This report is one from a suite of scenario reports that can be used by businesses as a basis for testing against vulnerabilities and improving resilience.
Stress tests are an effective tool for understanding cause and effect relationships and risk exposure across a spectrum of extreme shocks, such as those proposed in the Cambridge Taxonomy of Threats, encompassing five classes of business risk. This report is one from a suite of scenario reports that can be used by businesses as a basis for testing against vulnerabilities and improving resilience.
The Global Property Crash Stress Test scenario report describes a property bubble that is triggered in the emerging boom markets of South East Asia and propagates across continents as investors and banks lose faith in global property markets.

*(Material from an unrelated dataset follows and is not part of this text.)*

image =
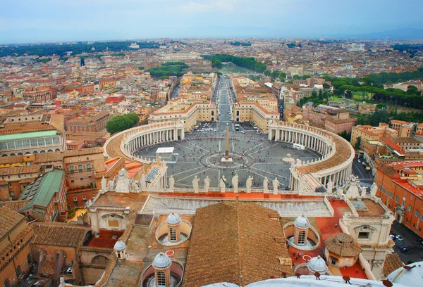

Following the housing market collapse in India and China the contagion spreads and affects both mortgage and non-mortgage asset prices in Asia Pacific, Scandinavia, Europe and beyond.
- The economic impact causes a worldwide recession lasting from one year to eighteen months across the different scenario variants.
- The overall loss, expressed as lost global Gross Domestic Product (GDP) compared with the projected baseline economic output over a five-year period is estimated as being between $13.2 and $19.6 trillion, depending on the variant of the scenario.
- The financial portfolio impact includes recovery after three years in the first scenario variant, whereas recovery does not occur in the five-year modelling period of the second scenario variant.
- The maximum downturn experienced for the conservative portfolio in the first scenario variant is in Yr1Q4 with a decline of 15.4 per cent.
- The worst performing equities are UK stocks (FTSE-100), while the best performing equities are German stocks (DAX).
- The worst performing fixed income bonds are Japanese bonds while US bonds perform the best.
- The worst performing portfolio structure is the aggressive portfolio with a decline of -22.5 per cent in the S1 variant.